From a patients’ point of view, a subjective improvement in experienced bother and quality of life is probably more important than the objective anatomical success. This is clearly shown by the stable percentage of patients (93%) that experienced their situation to be much better to very much better, 12 months after surgery than at baseline. The improvements in the various domains of UDI, DDI, and IIQ remain stable between 6 and 12 months and are highly significant compared to baseline, except for the domains of incontinence of the UDI and constipation, pain and incontinence of the DDI, and embarrassment of the IIQ. As mentioned before, so far, it has been our strategy not to treat patients simultaneously for their prolapse and potentially manifest or masked stress urinary incontinence. All patients were counselled about this strategy before surgery. Only one patient needed and underwent a mid-urethral sling procedure between her 6- and 12-month visits because of unmasked stress urinary incontinence.

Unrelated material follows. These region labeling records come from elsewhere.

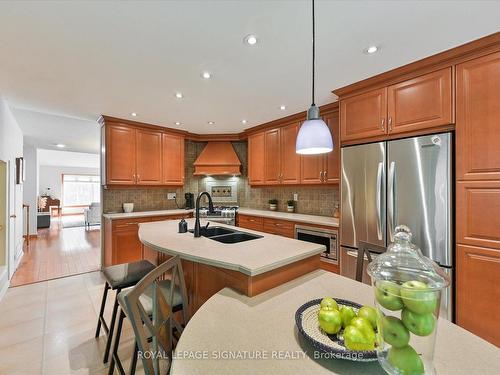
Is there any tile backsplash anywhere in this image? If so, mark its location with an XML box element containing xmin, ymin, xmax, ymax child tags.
<box><xmin>103</xmin><ymin>141</ymin><xmax>339</xmax><ymax>216</ymax></box>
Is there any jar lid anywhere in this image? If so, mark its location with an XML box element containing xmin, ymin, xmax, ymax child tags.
<box><xmin>367</xmin><ymin>225</ymin><xmax>450</xmax><ymax>290</ymax></box>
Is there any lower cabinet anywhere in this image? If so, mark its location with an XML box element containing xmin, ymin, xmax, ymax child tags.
<box><xmin>104</xmin><ymin>213</ymin><xmax>192</xmax><ymax>267</ymax></box>
<box><xmin>456</xmin><ymin>245</ymin><xmax>500</xmax><ymax>346</ymax></box>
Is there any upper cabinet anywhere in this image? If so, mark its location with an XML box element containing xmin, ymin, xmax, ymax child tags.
<box><xmin>387</xmin><ymin>67</ymin><xmax>453</xmax><ymax>133</ymax></box>
<box><xmin>248</xmin><ymin>106</ymin><xmax>340</xmax><ymax>185</ymax></box>
<box><xmin>456</xmin><ymin>52</ymin><xmax>500</xmax><ymax>180</ymax></box>
<box><xmin>103</xmin><ymin>119</ymin><xmax>184</xmax><ymax>186</ymax></box>
<box><xmin>340</xmin><ymin>67</ymin><xmax>454</xmax><ymax>141</ymax></box>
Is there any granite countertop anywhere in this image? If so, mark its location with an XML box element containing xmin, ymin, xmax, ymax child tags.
<box><xmin>238</xmin><ymin>207</ymin><xmax>339</xmax><ymax>227</ymax></box>
<box><xmin>170</xmin><ymin>270</ymin><xmax>500</xmax><ymax>375</ymax></box>
<box><xmin>102</xmin><ymin>209</ymin><xmax>194</xmax><ymax>220</ymax></box>
<box><xmin>139</xmin><ymin>219</ymin><xmax>325</xmax><ymax>276</ymax></box>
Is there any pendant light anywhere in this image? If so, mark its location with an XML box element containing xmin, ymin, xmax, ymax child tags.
<box><xmin>295</xmin><ymin>0</ymin><xmax>333</xmax><ymax>155</ymax></box>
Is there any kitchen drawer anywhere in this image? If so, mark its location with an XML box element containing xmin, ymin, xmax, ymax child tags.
<box><xmin>238</xmin><ymin>214</ymin><xmax>264</xmax><ymax>232</ymax></box>
<box><xmin>264</xmin><ymin>218</ymin><xmax>295</xmax><ymax>238</ymax></box>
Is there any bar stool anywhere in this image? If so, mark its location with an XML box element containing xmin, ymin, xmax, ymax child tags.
<box><xmin>95</xmin><ymin>260</ymin><xmax>155</xmax><ymax>363</ymax></box>
<box><xmin>108</xmin><ymin>256</ymin><xmax>189</xmax><ymax>375</ymax></box>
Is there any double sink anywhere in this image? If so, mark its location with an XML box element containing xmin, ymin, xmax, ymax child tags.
<box><xmin>189</xmin><ymin>227</ymin><xmax>262</xmax><ymax>243</ymax></box>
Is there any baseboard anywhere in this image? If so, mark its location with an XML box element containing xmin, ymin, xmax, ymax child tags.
<box><xmin>0</xmin><ymin>266</ymin><xmax>10</xmax><ymax>301</ymax></box>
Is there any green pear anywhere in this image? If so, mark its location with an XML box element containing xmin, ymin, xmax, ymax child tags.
<box><xmin>319</xmin><ymin>297</ymin><xmax>339</xmax><ymax>310</ymax></box>
<box><xmin>375</xmin><ymin>281</ymin><xmax>403</xmax><ymax>311</ymax></box>
<box><xmin>380</xmin><ymin>316</ymin><xmax>410</xmax><ymax>348</ymax></box>
<box><xmin>400</xmin><ymin>280</ymin><xmax>438</xmax><ymax>314</ymax></box>
<box><xmin>318</xmin><ymin>309</ymin><xmax>342</xmax><ymax>335</ymax></box>
<box><xmin>340</xmin><ymin>306</ymin><xmax>356</xmax><ymax>328</ymax></box>
<box><xmin>387</xmin><ymin>345</ymin><xmax>425</xmax><ymax>375</ymax></box>
<box><xmin>358</xmin><ymin>306</ymin><xmax>377</xmax><ymax>329</ymax></box>
<box><xmin>344</xmin><ymin>325</ymin><xmax>375</xmax><ymax>350</ymax></box>
<box><xmin>401</xmin><ymin>309</ymin><xmax>436</xmax><ymax>336</ymax></box>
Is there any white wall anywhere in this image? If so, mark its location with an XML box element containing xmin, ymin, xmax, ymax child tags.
<box><xmin>23</xmin><ymin>144</ymin><xmax>38</xmax><ymax>234</ymax></box>
<box><xmin>0</xmin><ymin>96</ymin><xmax>23</xmax><ymax>293</ymax></box>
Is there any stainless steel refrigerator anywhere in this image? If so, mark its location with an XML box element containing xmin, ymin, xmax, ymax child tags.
<box><xmin>340</xmin><ymin>133</ymin><xmax>453</xmax><ymax>320</ymax></box>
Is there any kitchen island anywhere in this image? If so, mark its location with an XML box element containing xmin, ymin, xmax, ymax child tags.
<box><xmin>170</xmin><ymin>270</ymin><xmax>500</xmax><ymax>375</ymax></box>
<box><xmin>139</xmin><ymin>219</ymin><xmax>325</xmax><ymax>313</ymax></box>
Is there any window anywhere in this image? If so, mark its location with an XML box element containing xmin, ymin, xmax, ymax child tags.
<box><xmin>63</xmin><ymin>174</ymin><xmax>101</xmax><ymax>207</ymax></box>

In our opinion, the strengths of this study are its prospective nature and the use of internationally accepted instruments of measurement such as validated questionnaires and POP-Q, the follow-up period of 1 year, as well as the high follow-up rate and data acquisition in all patients. A limitation of this study on the other hand is that not all POP-Q measurements were performed by an independent examiner.
Conclusion
The trocar-guided total tension-free vaginal mesh repair for post-hysterectomy vaginal vault prolapse with one continuous piece of polypropylene mesh is very well tolerated and both anatomically and functionally highly effective at 6 and 12 months follow-up. Whether this procedure is more effective and safe than other forms of prolapse surgery remains to be determined in randomised controlled trials.